Second cycle. I PROMISED myself, my partner, and possibly the embryologist that this time I would not test early. Transfer was Wednesday. It is now Monday night and I have taken two tests, one this morning (stark white) and one an hour ago because obviously everything had changed in twelve hours. There is either the faintest shadow of a line or I have stared at it so long I've invented one. My partner says he can't see anything. I made him look under three different lights.

I still have four tests in the drawer and nine days until my official test. The maths on that is not good.

Someone please either talk some sense into me or at least sit with me in the madness. How do you all survive this bit without turning into a person who photographs test strips?

May 12, 2026, 6:58 am#2

Oh love. Four two-week waits here, and I photographed the strips every time, so no judgement from this corner, only company.

The sense, since you asked for it: at 5 days past transfer a home test genuinely cannot tell you anything you can use. I know you know. Knowing doesn't help at 10pm, which is why my rule by cycle three became about the tests themselves, not my willpower: they lived at my sister's house, and getting one meant a phone call and a bus ride. Friction works where promises don't.

The other thing that honestly helped was giving every day of the wait one small thing that belonged to it. Nothing inspirational, Tuesday was a swim, Wednesday was a stupid film. It doesn't make the days quick, it makes them survivable, and it gives your brain one thing per day that isn't line-hunting. Nine days is nine small things. You can do nine things.

May 12, 2026, 12:20 pm#3

No advice, just solidarity from someone whose wait ends Thursday. My hives have never been so thoroughly inspected, the bees are getting suspicious. Sitting with you in the madness.

May 13, 2026, 9:05 am#4

Louise, be kind to yourself, what you're describing is one of the most universal experiences in fertility treatment, and it says nothing about your self-control. The two-week wait is simply very hard.

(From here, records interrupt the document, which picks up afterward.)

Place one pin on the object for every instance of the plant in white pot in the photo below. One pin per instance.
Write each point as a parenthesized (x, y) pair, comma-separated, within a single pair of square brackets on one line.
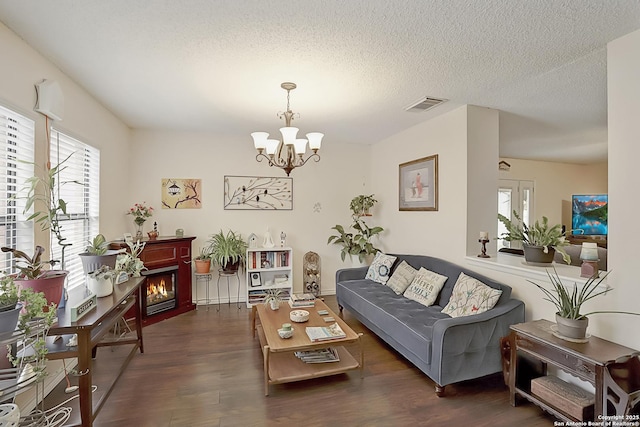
[(97, 254), (571, 323), (539, 241)]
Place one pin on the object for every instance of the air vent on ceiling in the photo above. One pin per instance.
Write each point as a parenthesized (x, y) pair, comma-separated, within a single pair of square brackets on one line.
[(425, 104)]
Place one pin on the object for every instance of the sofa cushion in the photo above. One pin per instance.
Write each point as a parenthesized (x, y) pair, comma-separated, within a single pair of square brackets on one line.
[(406, 322), (470, 296), (380, 269), (425, 286), (402, 277)]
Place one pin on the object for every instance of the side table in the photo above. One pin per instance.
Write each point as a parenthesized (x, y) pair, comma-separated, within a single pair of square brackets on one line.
[(586, 361)]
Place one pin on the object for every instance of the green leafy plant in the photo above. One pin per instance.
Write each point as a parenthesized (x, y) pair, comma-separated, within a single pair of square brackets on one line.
[(98, 246), (356, 243), (569, 301), (227, 249), (130, 261), (361, 204), (541, 234)]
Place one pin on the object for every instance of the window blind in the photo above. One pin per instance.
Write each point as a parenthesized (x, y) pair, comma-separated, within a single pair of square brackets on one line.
[(17, 136), (79, 186)]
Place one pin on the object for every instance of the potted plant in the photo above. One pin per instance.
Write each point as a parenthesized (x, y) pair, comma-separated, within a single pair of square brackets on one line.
[(100, 281), (273, 297), (130, 261), (539, 242), (228, 250), (9, 306), (361, 204), (571, 323), (33, 275), (97, 254), (203, 261)]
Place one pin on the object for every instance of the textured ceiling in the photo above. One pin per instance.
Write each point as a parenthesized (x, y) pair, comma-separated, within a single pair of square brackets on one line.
[(203, 65)]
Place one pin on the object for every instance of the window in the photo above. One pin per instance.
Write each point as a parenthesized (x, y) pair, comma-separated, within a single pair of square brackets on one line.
[(79, 187), (514, 196), (17, 136)]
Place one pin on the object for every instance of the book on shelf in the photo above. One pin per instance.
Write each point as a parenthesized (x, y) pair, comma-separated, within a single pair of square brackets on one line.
[(325, 333), (323, 355)]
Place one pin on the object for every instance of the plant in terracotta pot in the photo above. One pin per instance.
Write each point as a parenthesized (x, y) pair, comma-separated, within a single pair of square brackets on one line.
[(571, 323), (203, 261), (228, 250), (33, 275), (539, 241)]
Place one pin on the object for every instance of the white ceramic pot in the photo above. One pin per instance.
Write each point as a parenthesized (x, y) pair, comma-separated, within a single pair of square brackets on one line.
[(100, 287)]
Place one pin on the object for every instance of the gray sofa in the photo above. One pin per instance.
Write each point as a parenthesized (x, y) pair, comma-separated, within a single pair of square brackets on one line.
[(447, 349)]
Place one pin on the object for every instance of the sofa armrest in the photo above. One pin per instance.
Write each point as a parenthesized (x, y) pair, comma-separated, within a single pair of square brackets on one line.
[(351, 274), (460, 342)]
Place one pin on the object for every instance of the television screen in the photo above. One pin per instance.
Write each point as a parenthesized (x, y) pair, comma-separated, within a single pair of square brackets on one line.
[(589, 214)]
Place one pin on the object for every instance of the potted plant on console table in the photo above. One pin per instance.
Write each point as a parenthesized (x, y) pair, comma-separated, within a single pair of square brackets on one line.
[(540, 242), (570, 323)]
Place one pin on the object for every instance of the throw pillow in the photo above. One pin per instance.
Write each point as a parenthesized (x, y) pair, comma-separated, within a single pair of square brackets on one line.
[(425, 287), (402, 277), (470, 296), (380, 268)]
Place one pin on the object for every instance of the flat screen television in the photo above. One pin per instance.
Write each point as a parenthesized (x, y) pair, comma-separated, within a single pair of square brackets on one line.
[(589, 214)]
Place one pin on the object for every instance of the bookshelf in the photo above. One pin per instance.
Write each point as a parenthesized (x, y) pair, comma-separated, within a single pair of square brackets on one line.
[(268, 268)]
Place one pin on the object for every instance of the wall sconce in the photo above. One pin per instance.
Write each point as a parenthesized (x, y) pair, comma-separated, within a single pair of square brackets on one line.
[(589, 257)]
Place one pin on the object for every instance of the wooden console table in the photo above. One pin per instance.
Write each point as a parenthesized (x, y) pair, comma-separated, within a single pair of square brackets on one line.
[(92, 330), (585, 361)]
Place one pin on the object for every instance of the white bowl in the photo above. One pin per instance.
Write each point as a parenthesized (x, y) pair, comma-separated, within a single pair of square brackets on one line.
[(285, 334), (299, 316)]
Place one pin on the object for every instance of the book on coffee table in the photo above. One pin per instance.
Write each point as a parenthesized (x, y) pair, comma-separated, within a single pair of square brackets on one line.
[(325, 333)]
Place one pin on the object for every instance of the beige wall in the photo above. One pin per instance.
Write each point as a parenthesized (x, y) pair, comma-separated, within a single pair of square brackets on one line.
[(555, 183), (84, 118), (321, 191)]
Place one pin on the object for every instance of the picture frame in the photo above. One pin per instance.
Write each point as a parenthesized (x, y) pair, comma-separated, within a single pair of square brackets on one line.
[(418, 184)]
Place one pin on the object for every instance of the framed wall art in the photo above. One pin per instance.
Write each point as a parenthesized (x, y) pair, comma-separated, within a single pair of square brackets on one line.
[(419, 185), (258, 193), (178, 193)]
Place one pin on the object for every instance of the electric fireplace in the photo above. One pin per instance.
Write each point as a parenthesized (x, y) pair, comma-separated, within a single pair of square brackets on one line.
[(161, 290)]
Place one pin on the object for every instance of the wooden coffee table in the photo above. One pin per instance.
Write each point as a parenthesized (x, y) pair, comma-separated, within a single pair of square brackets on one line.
[(280, 363)]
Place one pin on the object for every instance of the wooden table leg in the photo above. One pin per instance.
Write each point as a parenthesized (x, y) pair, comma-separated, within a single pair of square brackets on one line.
[(265, 355), (84, 381)]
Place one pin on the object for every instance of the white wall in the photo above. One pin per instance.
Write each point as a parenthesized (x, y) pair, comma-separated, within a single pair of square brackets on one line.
[(555, 183), (84, 118), (623, 69), (327, 186)]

On the tests, some general context rather than advice. Very early results can mislead in both directions: an embryo that is implanting may not yet produce enough hormone for a home test to detect, and in medicated cycles traces of the medication used around transfer can linger and produce a faint line that means nothing. That is the reason clinics set an official test date; it isn't bureaucracy, it's the earliest point the answer can be trusted. The site's guide to the two-week wait walks through what's happening day by day, and why the days feel the way they do.

What your own faint shadow means, though, is a question only your clinic can answer, and they truly won't mind hearing from you before test day if the wait is becoming too heavy to carry. That's part of what they're there for. Holding your hand from here until your test, along with everyone else in this thread.

May 13, 2026, 7:47 pm#5

Practical vote for gemma's friction method: my remaining tests spent our second wait at my neighbour's. She had instructions to ask "is it test day?" and hand them over only if I could say yes without laughing. I got two back early, but it slowed the 10pm ones, and the 10pm ones are the dangerous ones.

May 19, 2026, 8:30 am#6

Coming back because you all sat with me and you deserve to know. Official test was yesterday, and it was negative this time.

I'm sad and I'm okay, mostly in turns. Follow-up with the clinic is booked for next week and my partner has taken the drawer tests to his brother's, stable door, horse, etc. Thank you for the nine small things, gemma, I did seven of them and they helped. And jo, I hope Thursday was kind to you. Back when I'm ready.